Thanks, Charlie. I'm pleased to join you on the call today to present the company's latest financial results. Our cash, cash equivalents and marketable securities decreased $42,000,000 to $415,000,000 as of March 31, 2020 from $457,000,000 as of December 31, 2019. Our uses of cash in the quarter totaled $58,000,000 Cash operating expenses of $56,000,000 excludes stock based compensation and depreciation and include changes in working capital. After adjusting for non recurring cash payments in Q1, our cash operating expenses were approximately $40,000,000 Capital expenditures in the quarter totaled $2,000,000 We grew the size of our organization by approximately 10%, increasing to 213 full time employees from 195 employees at the end of 2019.
Editas is in a strong financial position with more than 24 months of runway to fund the business. Further, we remain committed to diligently managing our expenses in order to grow the company while maintaining the strength of our balance sheet. And with that, I will hand it back to Cindy.
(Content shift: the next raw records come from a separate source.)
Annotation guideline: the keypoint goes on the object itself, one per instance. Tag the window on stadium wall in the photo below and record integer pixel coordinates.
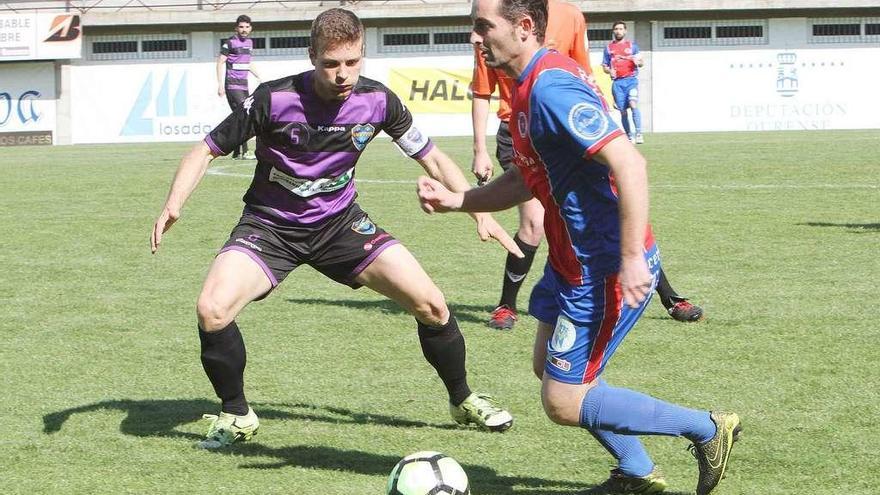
(712, 33)
(274, 43)
(429, 39)
(844, 30)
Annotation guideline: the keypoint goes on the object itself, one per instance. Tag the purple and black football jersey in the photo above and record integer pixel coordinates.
(238, 61)
(307, 148)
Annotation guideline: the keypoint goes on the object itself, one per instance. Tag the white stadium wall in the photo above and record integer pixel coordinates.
(786, 82)
(27, 103)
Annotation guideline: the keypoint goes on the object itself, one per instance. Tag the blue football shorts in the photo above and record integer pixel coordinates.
(625, 90)
(590, 321)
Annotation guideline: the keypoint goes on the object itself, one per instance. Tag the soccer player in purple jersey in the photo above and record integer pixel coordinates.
(603, 262)
(300, 209)
(233, 65)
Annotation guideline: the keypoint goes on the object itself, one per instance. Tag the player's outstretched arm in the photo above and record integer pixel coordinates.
(253, 70)
(507, 191)
(631, 177)
(482, 166)
(191, 170)
(447, 173)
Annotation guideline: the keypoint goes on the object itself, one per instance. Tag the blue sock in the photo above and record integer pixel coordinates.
(624, 119)
(632, 413)
(632, 458)
(637, 119)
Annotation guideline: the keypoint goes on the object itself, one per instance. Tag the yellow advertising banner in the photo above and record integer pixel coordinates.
(429, 90)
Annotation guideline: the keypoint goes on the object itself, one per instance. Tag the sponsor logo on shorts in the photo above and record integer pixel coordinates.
(361, 135)
(564, 335)
(364, 226)
(559, 363)
(370, 245)
(248, 242)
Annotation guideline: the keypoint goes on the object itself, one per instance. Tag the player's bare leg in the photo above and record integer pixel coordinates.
(528, 237)
(397, 275)
(233, 281)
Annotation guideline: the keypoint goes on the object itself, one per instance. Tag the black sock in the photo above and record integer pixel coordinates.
(516, 268)
(444, 348)
(668, 296)
(224, 359)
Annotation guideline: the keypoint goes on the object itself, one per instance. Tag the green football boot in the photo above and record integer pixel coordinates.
(712, 456)
(483, 411)
(227, 429)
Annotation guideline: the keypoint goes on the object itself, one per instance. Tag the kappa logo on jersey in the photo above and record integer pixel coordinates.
(364, 226)
(522, 124)
(559, 363)
(564, 335)
(588, 121)
(361, 135)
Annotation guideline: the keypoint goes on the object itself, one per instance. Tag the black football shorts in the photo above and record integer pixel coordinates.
(340, 248)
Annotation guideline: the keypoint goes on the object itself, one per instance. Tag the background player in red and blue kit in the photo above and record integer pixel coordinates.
(602, 263)
(233, 66)
(622, 61)
(300, 209)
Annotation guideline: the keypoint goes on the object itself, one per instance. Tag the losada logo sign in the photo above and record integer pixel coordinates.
(64, 28)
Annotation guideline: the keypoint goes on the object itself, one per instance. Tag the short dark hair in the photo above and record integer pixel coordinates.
(514, 10)
(335, 26)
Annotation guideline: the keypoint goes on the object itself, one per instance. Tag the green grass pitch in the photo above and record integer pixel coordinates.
(776, 235)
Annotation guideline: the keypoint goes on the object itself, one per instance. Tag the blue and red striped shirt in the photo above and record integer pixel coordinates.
(559, 121)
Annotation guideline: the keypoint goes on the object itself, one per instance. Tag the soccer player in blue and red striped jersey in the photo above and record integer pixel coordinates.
(603, 261)
(621, 61)
(300, 209)
(233, 66)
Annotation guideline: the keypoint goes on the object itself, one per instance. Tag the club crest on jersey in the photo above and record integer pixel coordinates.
(588, 121)
(361, 135)
(564, 335)
(522, 124)
(364, 226)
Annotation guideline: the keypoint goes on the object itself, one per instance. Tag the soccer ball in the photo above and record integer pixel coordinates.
(427, 473)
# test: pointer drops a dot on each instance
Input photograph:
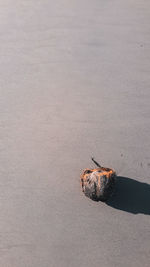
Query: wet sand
(74, 83)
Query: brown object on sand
(98, 184)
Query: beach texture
(74, 83)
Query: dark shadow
(131, 196)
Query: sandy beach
(74, 83)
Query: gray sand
(74, 83)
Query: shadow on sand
(131, 196)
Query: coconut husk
(98, 184)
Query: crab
(98, 184)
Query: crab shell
(98, 184)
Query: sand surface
(74, 83)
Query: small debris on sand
(98, 184)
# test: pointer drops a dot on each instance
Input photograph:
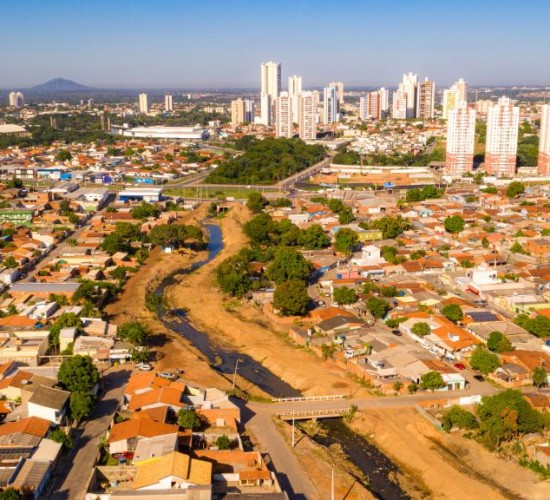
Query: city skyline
(209, 55)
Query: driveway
(73, 473)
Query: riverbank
(444, 466)
(244, 328)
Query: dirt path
(447, 465)
(249, 332)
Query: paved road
(73, 473)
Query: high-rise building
(237, 112)
(340, 88)
(143, 105)
(544, 142)
(283, 115)
(331, 106)
(399, 105)
(16, 99)
(307, 116)
(294, 91)
(249, 110)
(425, 99)
(409, 87)
(461, 131)
(502, 138)
(271, 86)
(168, 103)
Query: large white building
(399, 105)
(408, 86)
(461, 130)
(283, 114)
(425, 99)
(294, 91)
(271, 86)
(168, 103)
(16, 99)
(502, 138)
(331, 106)
(544, 143)
(307, 116)
(143, 104)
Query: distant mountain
(59, 85)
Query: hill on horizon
(60, 85)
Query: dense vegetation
(265, 162)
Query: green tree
(539, 376)
(453, 312)
(497, 342)
(377, 307)
(291, 298)
(454, 224)
(345, 240)
(484, 361)
(288, 264)
(432, 380)
(134, 332)
(188, 419)
(421, 329)
(344, 295)
(256, 202)
(78, 374)
(61, 437)
(514, 189)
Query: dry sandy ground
(171, 350)
(448, 465)
(248, 330)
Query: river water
(372, 463)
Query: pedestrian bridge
(312, 414)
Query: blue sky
(221, 43)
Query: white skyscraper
(307, 116)
(294, 91)
(331, 108)
(168, 103)
(408, 86)
(399, 105)
(461, 130)
(271, 86)
(16, 99)
(283, 115)
(143, 105)
(544, 143)
(502, 138)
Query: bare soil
(445, 466)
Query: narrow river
(372, 463)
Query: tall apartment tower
(408, 86)
(168, 103)
(502, 138)
(461, 130)
(237, 112)
(294, 91)
(16, 99)
(331, 105)
(283, 115)
(143, 105)
(399, 105)
(271, 86)
(340, 87)
(307, 116)
(544, 143)
(425, 99)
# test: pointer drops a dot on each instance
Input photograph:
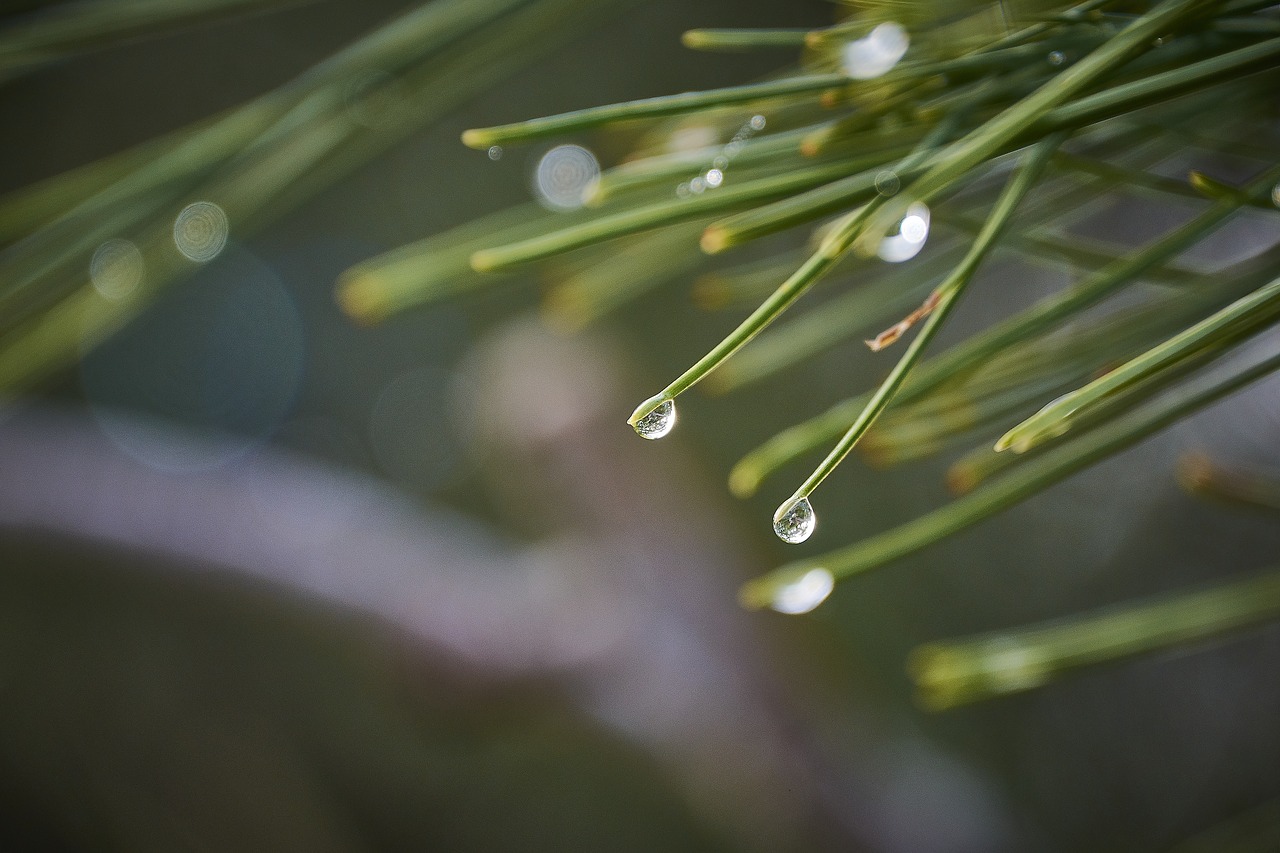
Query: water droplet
(794, 523)
(563, 176)
(887, 182)
(200, 231)
(876, 53)
(1010, 666)
(913, 231)
(117, 269)
(657, 423)
(804, 593)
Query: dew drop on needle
(657, 423)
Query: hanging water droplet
(804, 593)
(657, 423)
(794, 523)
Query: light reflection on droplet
(657, 423)
(794, 523)
(200, 231)
(912, 235)
(1011, 666)
(876, 53)
(563, 176)
(804, 593)
(117, 269)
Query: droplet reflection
(912, 235)
(657, 423)
(794, 523)
(876, 53)
(563, 176)
(200, 231)
(804, 593)
(117, 269)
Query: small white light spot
(200, 231)
(876, 53)
(914, 229)
(910, 237)
(563, 176)
(117, 269)
(804, 593)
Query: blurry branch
(1206, 478)
(954, 673)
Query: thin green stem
(1255, 310)
(965, 670)
(1018, 486)
(735, 40)
(649, 108)
(945, 297)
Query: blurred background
(274, 580)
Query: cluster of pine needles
(982, 129)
Thank you, Michelle. The beginning of this year brought an unprecedented global crisis that has changed the way Editas and every other company operates. We are confident that our strong leadership, dedicated employees and trusted partnerships will persevere during these difficult times. The healthcare and biotechnology community has always emphasized progress and development under strenuous circumstances, and I am confident that together we will overcome this global pandemic. As a company, we remain incredibly excited about the times ahead.
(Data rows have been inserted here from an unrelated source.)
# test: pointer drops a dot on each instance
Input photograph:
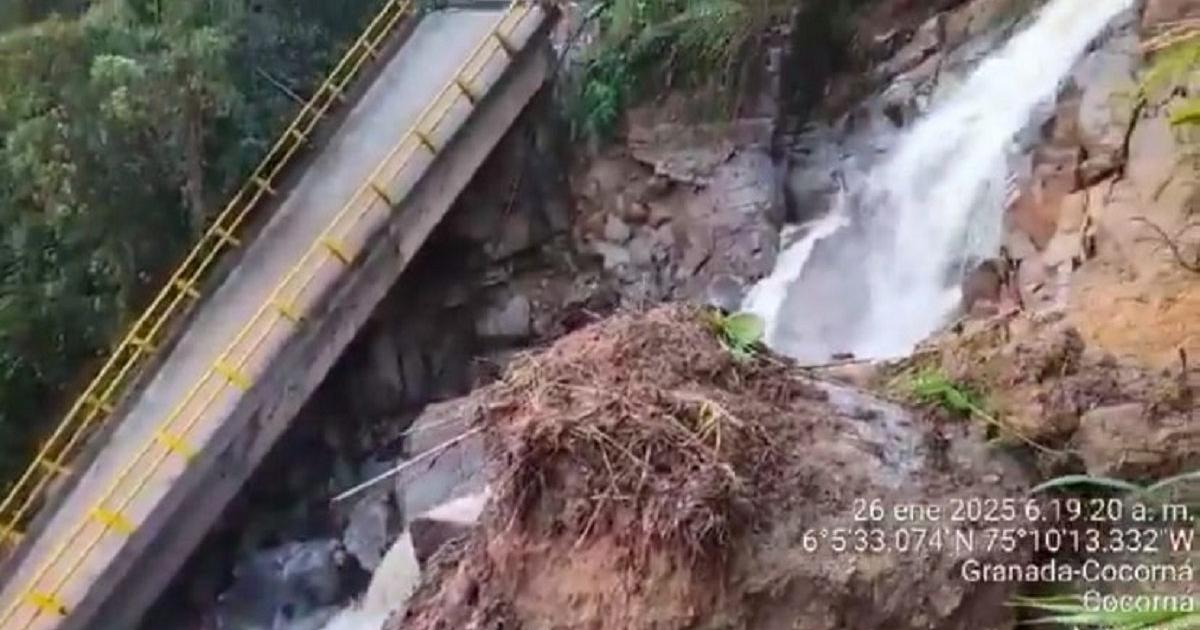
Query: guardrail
(100, 397)
(252, 348)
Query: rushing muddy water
(883, 269)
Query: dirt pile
(645, 478)
(1086, 409)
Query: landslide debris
(643, 478)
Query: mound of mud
(642, 478)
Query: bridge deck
(49, 576)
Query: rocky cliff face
(1072, 324)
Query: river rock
(274, 589)
(504, 319)
(1127, 441)
(1159, 12)
(453, 472)
(443, 523)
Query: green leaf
(1087, 480)
(744, 329)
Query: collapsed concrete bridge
(208, 379)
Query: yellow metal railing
(99, 399)
(243, 360)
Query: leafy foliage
(124, 126)
(1071, 611)
(741, 334)
(935, 387)
(655, 43)
(1173, 67)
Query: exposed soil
(643, 478)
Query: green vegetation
(125, 125)
(931, 385)
(1071, 611)
(934, 387)
(741, 334)
(645, 46)
(1171, 69)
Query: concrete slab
(437, 47)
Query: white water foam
(885, 271)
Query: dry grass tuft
(642, 426)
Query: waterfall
(883, 270)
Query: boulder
(274, 589)
(443, 523)
(1127, 441)
(454, 472)
(507, 318)
(371, 526)
(1162, 12)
Editas programs have the potential to revolutionize the treatment of genetic blindness, cancer, sickle cell disease and neurological conditions. Earlier this year, we treated the 1st patient ever with an in vivo CRISPR gene editing medicine, but our work is only getting started. We are working to further extend the reach of gene editing as we tackle new indications, explore new targets and expand our platform to deliver on the promise of CRISPR technology. We look forward to continuing to forge this journey in partnership with the broader community of patients, clinicians, employees and investors. We thank all of you for your continued interest and support.
With that, we will open up the call for Q and A. Operator?
Thank you. And I'm not showing any questions at this time.
Great. So with that, we thank you all for participating in today's call and for your support as we work to bring transformative new medicines to patients. Take care and be safe.
Ladies and gentlemen, this concludes today's presentation. Thank you once again for your participation. You may now disconnect.